Leszek Balcerowicz, the architect of Polish shock therapy provided advice on the privatisation of the Iraqi economy after the US-led invasion. Lech Wałęsa, a hero of Poland’s Solidarność movement and post-communist president, visited Tunisia during the Arab Spring to advise on undertaking a peaceful, negotiated transition in 2011. Yet following the failures of democratisation in the Arab Spring, and the rise of a new generation of anti-liberal politicians in Eastern Europe, there are no more triumphalist “global 1989” tours.
There is also the reaction of China, where 1989 is not as important as the collapse of the Soviet Union in 1991, which for them is the disastrous global event of the late 20th century that must never, never ever happen in China. Gorbachev’s failings became repeatedly played out as part of elite political training: there are still courses on this at elite party schools, military academies and so on. Xi Jinping, soon after coming to power in the early 2010s required his central committee to watch videos of what went wrong under Gorbachev’s leadership.
We now see China very threatened by the revival of this 1989 ideology in Hong Kong.
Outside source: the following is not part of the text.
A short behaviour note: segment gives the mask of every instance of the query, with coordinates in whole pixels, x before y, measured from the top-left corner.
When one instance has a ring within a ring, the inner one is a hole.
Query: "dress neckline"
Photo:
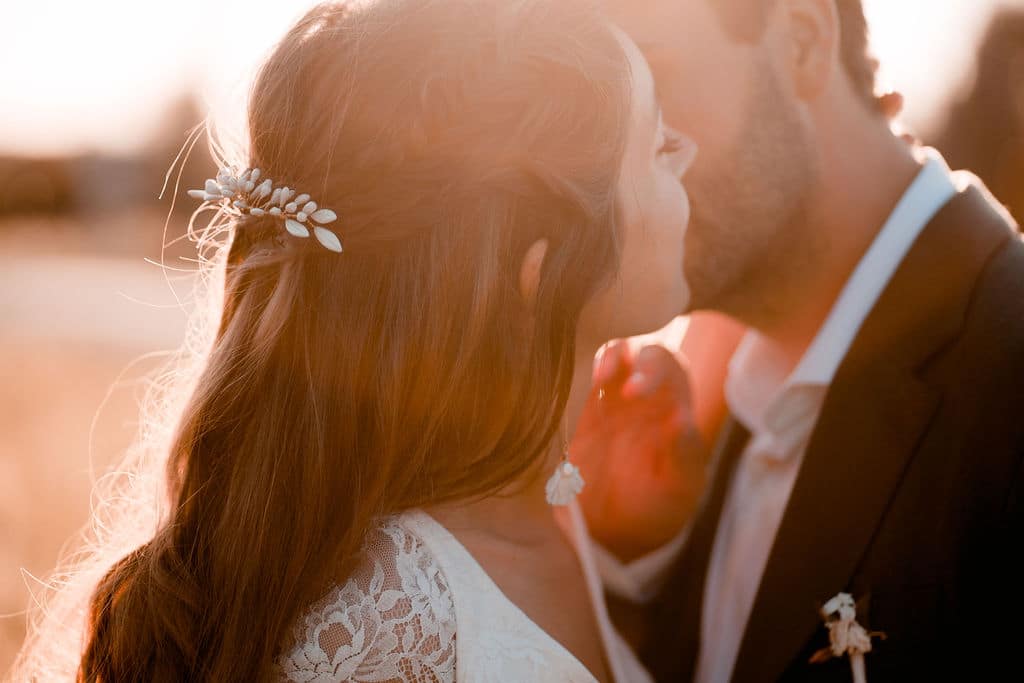
[[[441,524],[441,522],[437,521],[437,519],[435,519],[430,513],[424,510],[410,510],[409,512],[404,513],[403,517],[405,517],[409,521],[412,521],[417,527],[419,527],[419,530],[427,530],[429,532],[433,532],[431,536],[433,536],[435,540],[443,543],[446,549],[454,557],[458,558],[458,561],[462,563],[463,566],[465,566],[469,571],[472,572],[473,578],[476,580],[476,582],[482,588],[491,591],[495,596],[497,596],[497,599],[499,600],[500,604],[502,604],[510,612],[514,613],[519,620],[526,624],[527,628],[533,631],[533,635],[535,637],[539,638],[540,640],[548,644],[553,651],[557,652],[560,656],[565,658],[566,661],[571,662],[572,666],[578,669],[579,674],[581,676],[585,676],[587,681],[597,683],[598,679],[596,676],[594,676],[593,672],[589,668],[587,668],[587,666],[583,664],[583,662],[581,662],[579,658],[569,650],[569,648],[567,648],[557,638],[548,633],[540,624],[531,619],[530,616],[527,615],[526,612],[524,612],[522,608],[519,607],[519,605],[517,605],[511,598],[509,598],[501,589],[501,587],[498,586],[497,583],[495,583],[494,579],[491,578],[490,574],[487,573],[487,570],[484,569],[479,562],[477,562],[476,558],[473,557],[473,554],[469,552],[469,549],[466,548],[466,546],[464,546],[462,542],[448,530],[447,527],[445,527],[443,524]],[[596,569],[592,562],[588,562],[586,554],[582,552],[583,548],[581,547],[581,544],[584,541],[577,537],[580,526],[578,520],[582,520],[582,515],[578,509],[578,506],[574,503],[569,509],[569,519],[565,521],[560,519],[558,521],[559,525],[562,526],[563,531],[567,532],[569,542],[572,545],[576,557],[580,563],[580,567],[584,575],[584,580],[587,582],[587,592],[590,596],[590,603],[594,611],[594,618],[597,620],[598,633],[600,634],[601,647],[604,653],[605,664],[608,667],[608,673],[612,676],[613,680],[622,680],[619,677],[620,667],[618,666],[616,658],[617,650],[614,646],[614,643],[612,642],[612,639],[610,638],[610,630],[612,629],[612,626],[611,621],[607,616],[607,608],[605,606],[603,596],[600,603],[595,604],[594,602],[594,581],[596,579],[598,587],[600,587],[600,578],[597,577],[596,573],[591,575],[592,572],[596,572]],[[566,529],[566,526],[568,526],[569,528]],[[453,590],[453,597],[455,599],[458,598],[457,591]],[[456,647],[458,647],[457,644]],[[458,666],[457,657],[456,666]]]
Alongside references back to struggles of democratisation at Tiananmen, we see many references back to the anti-communist struggle of the late 1980s in Eastern Europe in the ideology and repertoires of Hong Kong protesters. Here protestors imitated the “Baltic Way” of 1989 in their “Hong Kong Chain” exactly thirty years later on August 23, 2019. Whereas once Estonians, Latvians and Lithuanians expressed their desire for independence from Moscow by linking hands across their Eastern borders, the citizens of Hong Kong formed a 30 miles chain across Hong Kong Harbour, seeking to preserve “one country, but two systems”. So-called “Lennon Walls”, once filled with messages of support from Czechoslovak citizens for their dissidents in the 1980s, now find new form in post-it notes plastered on the walls of Hong Kong metro stations. In the struggle to protect their islands’ sovereignty against the legal incursions of the last communist superpower, 1989 was still relevant.
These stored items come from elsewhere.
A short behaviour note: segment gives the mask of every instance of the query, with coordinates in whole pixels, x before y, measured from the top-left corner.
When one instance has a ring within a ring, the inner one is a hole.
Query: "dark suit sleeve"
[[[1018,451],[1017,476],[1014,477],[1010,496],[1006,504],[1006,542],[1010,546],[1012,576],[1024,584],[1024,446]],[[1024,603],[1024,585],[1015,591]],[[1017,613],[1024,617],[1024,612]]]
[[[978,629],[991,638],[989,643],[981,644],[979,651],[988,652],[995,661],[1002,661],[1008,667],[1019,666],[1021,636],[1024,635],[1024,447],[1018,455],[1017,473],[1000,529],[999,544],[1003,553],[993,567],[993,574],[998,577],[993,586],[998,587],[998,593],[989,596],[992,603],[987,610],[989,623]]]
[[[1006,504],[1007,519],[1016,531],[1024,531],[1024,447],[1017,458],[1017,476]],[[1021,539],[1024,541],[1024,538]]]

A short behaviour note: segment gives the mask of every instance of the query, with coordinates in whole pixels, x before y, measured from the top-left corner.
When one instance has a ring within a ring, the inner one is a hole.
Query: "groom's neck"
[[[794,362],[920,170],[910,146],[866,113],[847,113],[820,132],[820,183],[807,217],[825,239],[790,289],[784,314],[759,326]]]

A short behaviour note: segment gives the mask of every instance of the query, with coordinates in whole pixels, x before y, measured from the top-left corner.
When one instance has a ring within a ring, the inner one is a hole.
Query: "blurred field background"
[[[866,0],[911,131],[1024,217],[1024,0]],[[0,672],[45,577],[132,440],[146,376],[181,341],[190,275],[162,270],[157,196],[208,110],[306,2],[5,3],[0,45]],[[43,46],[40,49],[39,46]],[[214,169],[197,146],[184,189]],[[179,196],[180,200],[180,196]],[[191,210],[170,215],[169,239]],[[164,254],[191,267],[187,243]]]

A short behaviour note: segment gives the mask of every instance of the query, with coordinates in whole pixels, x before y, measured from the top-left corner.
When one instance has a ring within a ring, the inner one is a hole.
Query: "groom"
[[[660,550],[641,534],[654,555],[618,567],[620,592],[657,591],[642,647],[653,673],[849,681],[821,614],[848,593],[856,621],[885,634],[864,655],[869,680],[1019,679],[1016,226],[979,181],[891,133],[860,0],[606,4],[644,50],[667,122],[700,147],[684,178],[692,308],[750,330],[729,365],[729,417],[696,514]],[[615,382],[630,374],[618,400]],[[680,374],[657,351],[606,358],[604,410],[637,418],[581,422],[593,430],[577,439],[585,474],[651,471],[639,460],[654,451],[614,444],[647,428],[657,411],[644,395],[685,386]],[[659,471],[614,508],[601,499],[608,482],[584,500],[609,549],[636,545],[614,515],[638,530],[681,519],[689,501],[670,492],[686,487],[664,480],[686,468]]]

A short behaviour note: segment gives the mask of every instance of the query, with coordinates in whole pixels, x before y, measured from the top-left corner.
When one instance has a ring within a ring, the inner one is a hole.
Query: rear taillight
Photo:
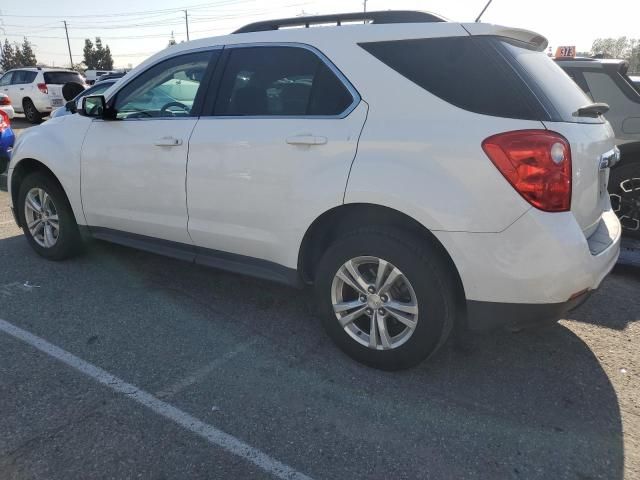
[[[7,115],[4,111],[0,110],[0,133],[4,132],[10,126],[11,126],[11,120],[9,119],[9,115]]]
[[[11,99],[6,95],[0,96],[0,105],[11,105]]]
[[[49,93],[49,89],[47,88],[46,83],[39,83],[38,90],[40,90],[42,93]]]
[[[482,149],[534,207],[546,212],[566,212],[571,208],[571,147],[559,133],[500,133],[482,142]]]

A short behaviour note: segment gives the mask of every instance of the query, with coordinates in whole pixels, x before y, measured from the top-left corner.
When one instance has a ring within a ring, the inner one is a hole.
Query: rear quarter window
[[[361,43],[387,66],[442,100],[496,117],[543,120],[527,85],[491,37],[444,37]]]

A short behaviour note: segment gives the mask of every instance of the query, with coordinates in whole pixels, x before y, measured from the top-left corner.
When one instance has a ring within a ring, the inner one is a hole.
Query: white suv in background
[[[383,369],[454,329],[555,321],[621,229],[611,127],[546,47],[398,11],[176,45],[23,133],[16,221],[49,259],[92,236],[314,285],[332,339]]]
[[[64,105],[62,86],[68,82],[84,85],[78,72],[53,68],[18,68],[0,78],[0,93],[11,99],[13,108],[31,123]]]

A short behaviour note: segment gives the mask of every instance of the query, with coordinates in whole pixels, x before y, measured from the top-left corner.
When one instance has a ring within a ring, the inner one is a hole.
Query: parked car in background
[[[11,105],[11,99],[4,93],[0,93],[0,110],[7,114],[9,120],[15,115],[15,110],[13,109],[13,105]]]
[[[611,170],[609,194],[625,235],[640,238],[640,90],[625,60],[557,58],[556,62],[594,102],[606,103],[620,162]]]
[[[638,92],[640,92],[640,77],[637,76],[630,76],[629,80],[631,80],[631,82],[633,83],[633,85],[636,87],[636,89],[638,90]]]
[[[4,110],[0,110],[0,173],[7,169],[15,139],[9,115]]]
[[[87,84],[93,85],[103,75],[110,73],[116,73],[115,70],[86,70],[84,76],[87,79]]]
[[[127,72],[107,73],[106,75],[102,75],[101,77],[98,77],[98,79],[96,80],[96,83],[104,82],[105,80],[114,80],[114,79],[122,78],[126,74]]]
[[[102,95],[106,92],[111,85],[116,83],[116,79],[113,80],[102,80],[93,84],[91,87],[87,88],[83,92],[81,92],[78,96],[76,96],[73,100],[69,100],[62,107],[56,108],[51,113],[51,118],[63,117],[65,115],[71,115],[72,113],[76,113],[78,108],[82,106],[82,98],[87,95]]]
[[[547,44],[406,11],[181,43],[21,135],[16,221],[47,259],[86,233],[314,285],[329,336],[383,369],[455,330],[555,321],[621,228],[611,126]]]
[[[78,72],[52,68],[19,68],[0,78],[0,93],[8,95],[13,108],[31,123],[39,123],[55,108],[64,105],[62,86],[67,82],[84,85]]]

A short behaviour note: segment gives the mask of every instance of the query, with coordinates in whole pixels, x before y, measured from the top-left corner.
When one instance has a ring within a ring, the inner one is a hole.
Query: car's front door
[[[220,63],[189,144],[189,233],[203,257],[295,268],[304,230],[343,201],[367,105],[308,47],[227,46]]]
[[[150,67],[109,99],[116,119],[92,121],[82,147],[81,188],[95,230],[191,243],[187,150],[204,94],[201,81],[217,56],[216,50],[198,51]]]

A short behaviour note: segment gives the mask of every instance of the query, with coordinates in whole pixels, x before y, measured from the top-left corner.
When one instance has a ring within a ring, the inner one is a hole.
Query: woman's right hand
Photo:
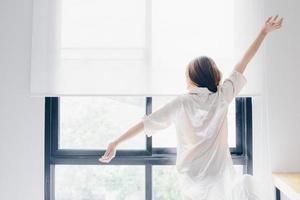
[[[276,15],[275,17],[269,17],[263,26],[263,32],[270,33],[276,29],[280,29],[282,26],[282,21],[283,18],[278,18],[278,15]]]
[[[107,146],[106,152],[101,158],[99,158],[100,162],[109,163],[116,156],[117,143],[110,142]]]

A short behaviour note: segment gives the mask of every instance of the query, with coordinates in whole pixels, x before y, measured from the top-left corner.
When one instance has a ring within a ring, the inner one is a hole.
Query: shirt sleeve
[[[240,93],[246,83],[246,77],[242,73],[233,70],[230,76],[224,80],[220,91],[225,100],[230,103]]]
[[[176,97],[150,115],[144,115],[142,122],[145,134],[151,137],[153,133],[168,128],[175,119],[179,106],[180,100]]]

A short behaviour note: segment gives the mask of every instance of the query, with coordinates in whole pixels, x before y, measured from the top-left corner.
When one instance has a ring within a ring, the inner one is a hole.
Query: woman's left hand
[[[275,17],[269,17],[263,26],[264,33],[270,33],[274,30],[280,29],[282,26],[283,18],[278,18],[278,15]]]
[[[106,152],[101,158],[99,158],[100,162],[109,163],[116,156],[116,148],[117,144],[115,142],[111,142],[108,144]]]

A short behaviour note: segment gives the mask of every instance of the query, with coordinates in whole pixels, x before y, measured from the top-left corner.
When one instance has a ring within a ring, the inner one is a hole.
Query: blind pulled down
[[[236,61],[235,0],[34,0],[32,95],[184,92],[187,63]]]

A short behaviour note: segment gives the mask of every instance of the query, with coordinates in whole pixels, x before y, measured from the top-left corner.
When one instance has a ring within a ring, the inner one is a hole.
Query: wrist
[[[268,34],[268,31],[265,28],[262,28],[260,30],[260,34],[266,36]]]
[[[120,141],[118,139],[116,139],[116,140],[113,140],[111,143],[115,146],[118,146]]]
But as the 1989-styled resistance to Beijing’s encroachment on the legal autonomy of Hong Kong has seemingly failed, major Western actors have moved in for – in many ways biased – support. Trump has recently signed into law a bill, The Human Rights and Democracy Act, which would produce annual reviews on autonomy to defend the liberty of Hong Kongers, but only in the context of U.S. trade wars with China and also of ignoring U.S. history of imperialist interventionism. Some on the British right, under the conditions of Brexit, are suggesting a rather different balance of support to that which is once provided Eastern Europe in the late 1980s: not full throated support for democracy movements, but rather the offer of a “charter city”, free of economic regulations and low tax, for Hong Kong refugees within the UK. The fantasy of Singapore-on-Thames can finally be made real.